Anguilla beat out nearby Antigua for ownership of the .ai domain in 1995. The choice could have gone the other way since both places have the letters in their names.

The domain has become a goldmine. Anguilla’s earnings from web domain registration fees quadrupled last year to $32 million. The island’s premier, Ellis Webster, expects domain-related revenues to continue rising. He thinks this year’s revenue could even double from last year.

Today, there are more than 533,000 .ai web domains. Income from .ai now accounts for about 20% of Anguilla’s total government revenue. 

Anguilla’s government collects a fee—$140 for two years—every time a .ai web address renews. Identity Digital Chief Strategy Officer Ram Mohan says the territory also receives payment when new addresses are registered and expired ones are sold off. Some sites have brought in tens of thousands of dollars.

The money directly boosts the economy of Anguilla. The territory is just 35 square miles with a population of about 16,000. God blessed the island with coral reefs, clear waters, and palm-fringed white sand beaches. It’s become a haven for uber-wealthy tourists. Still, many residents are poor, and the pandemic battered tourism. Before that, a powerful hurricane devasted parts of the island.

Anguilla doesn’t have its own AI industry, though Webster hopes that one day it will become a hub for the technology. He says the money from .ai takes the pressure off government finances and helps fund key projects. But he also cautions, “You can’t predict how long this is going to last.”

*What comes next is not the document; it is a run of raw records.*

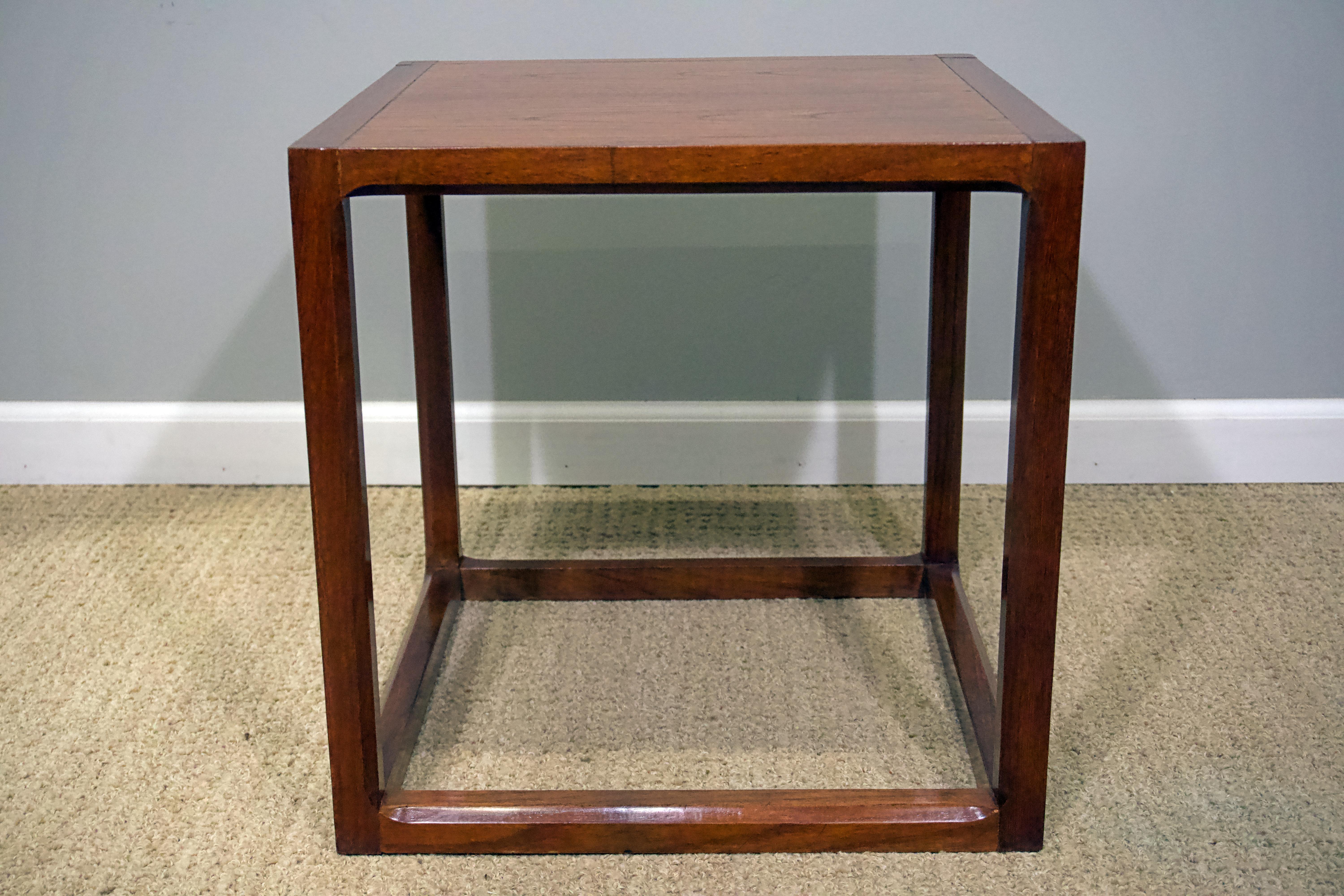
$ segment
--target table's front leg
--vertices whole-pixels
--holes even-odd
[[[1078,286],[1083,144],[1038,144],[1023,200],[999,621],[1000,848],[1040,849]]]
[[[376,853],[383,772],[349,204],[335,153],[289,159],[336,849]]]

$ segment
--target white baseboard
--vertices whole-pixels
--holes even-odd
[[[921,482],[922,402],[460,402],[464,485]],[[1003,482],[1008,403],[968,402]],[[419,482],[415,406],[364,406],[368,482]],[[290,402],[0,402],[0,482],[301,484]],[[1344,399],[1074,402],[1070,482],[1344,481]]]

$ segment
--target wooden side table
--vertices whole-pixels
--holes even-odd
[[[1034,850],[1042,845],[1083,142],[974,56],[403,62],[289,149],[343,853]],[[970,191],[1023,195],[997,681],[957,572]],[[931,191],[923,549],[905,557],[478,560],[458,540],[444,193]],[[426,571],[378,693],[351,196],[406,195]],[[992,787],[415,791],[465,600],[921,596]]]

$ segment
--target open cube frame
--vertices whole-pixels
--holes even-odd
[[[1040,849],[1082,212],[1077,134],[966,55],[409,62],[290,146],[289,172],[341,853]],[[441,196],[823,191],[934,195],[921,553],[462,556]],[[997,677],[957,568],[972,191],[1023,195]],[[386,193],[406,196],[426,568],[379,695],[348,200]],[[931,599],[989,786],[402,786],[464,600],[800,596]]]

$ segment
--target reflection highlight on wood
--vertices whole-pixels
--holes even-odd
[[[993,793],[419,790],[390,794],[384,852],[989,852]]]

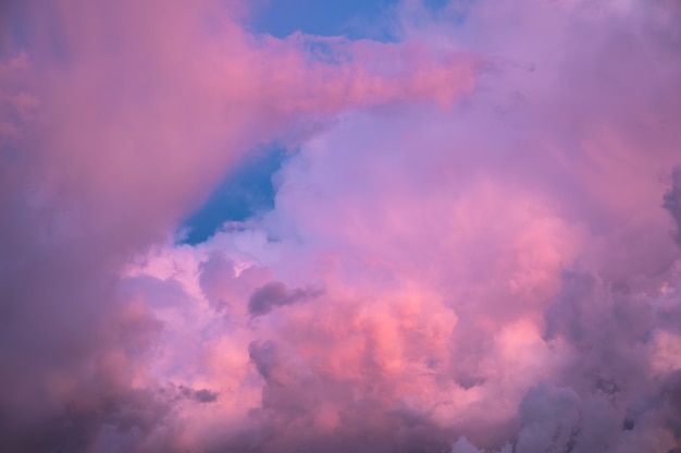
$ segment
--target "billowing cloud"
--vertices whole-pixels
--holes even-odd
[[[673,1],[405,1],[393,42],[38,3],[0,21],[0,444],[681,449]],[[273,140],[274,208],[175,243]]]

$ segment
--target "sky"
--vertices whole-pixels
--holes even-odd
[[[681,452],[676,0],[0,7],[0,445]]]

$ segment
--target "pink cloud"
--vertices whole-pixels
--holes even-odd
[[[253,35],[236,2],[17,7],[2,443],[676,451],[679,11],[457,4],[405,2],[398,44]],[[299,147],[275,208],[172,244],[272,139]]]

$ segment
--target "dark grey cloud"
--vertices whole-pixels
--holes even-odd
[[[296,304],[317,297],[322,292],[317,289],[296,287],[289,290],[286,284],[274,281],[256,290],[248,299],[248,311],[253,317],[267,315],[276,307]]]

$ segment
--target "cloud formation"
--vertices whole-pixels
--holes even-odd
[[[38,3],[0,21],[0,444],[681,449],[676,2],[405,1],[395,42]],[[272,140],[274,208],[176,244]]]

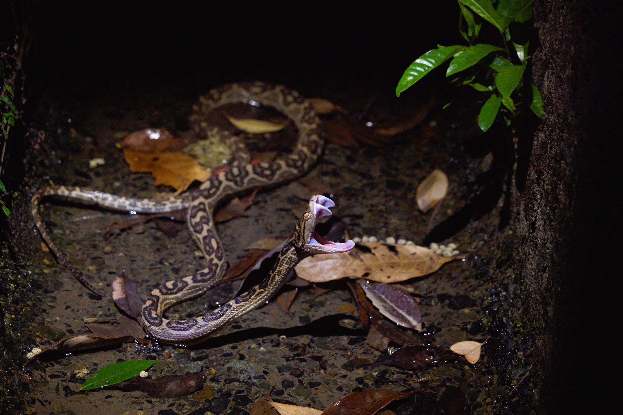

Webster says the money will help finance the airport’s expansion, medical care for senior citizens, and completion of a vocational technology training center at Anguilla’s high school.

The income also provides “budget support” for other projects the government is developing. These include a fund to help the community recover from hurricanes. The island currently relies on assistance from Britain, which imposes conditions, Webster says.

He adds, “I don’t want to have our economy and our country and all our programs just based on this. And then all of a sudden there’s a new fad comes up in the next year or two.” That could leave Anguilla without money it has come to depend on.

To help keep up with the explosive growth in domain registrations, Anguilla announced Tuesday it will sign a deal with domain management company Identity Digital.

A benefit of that partnership is that .ai websites will no longer need to connect through a single internet cable to the island. The single cable leaves sites at risk for digital bottlenecks or physical disruptions.

Now they’ll use Identity Digital’s global servers. Connection should be faster because servers will be closer to users. According to Mohan, connection speed “goes from milliseconds to microseconds.”

Anguilla hopes that acceleration puts the rush in “gold rush.”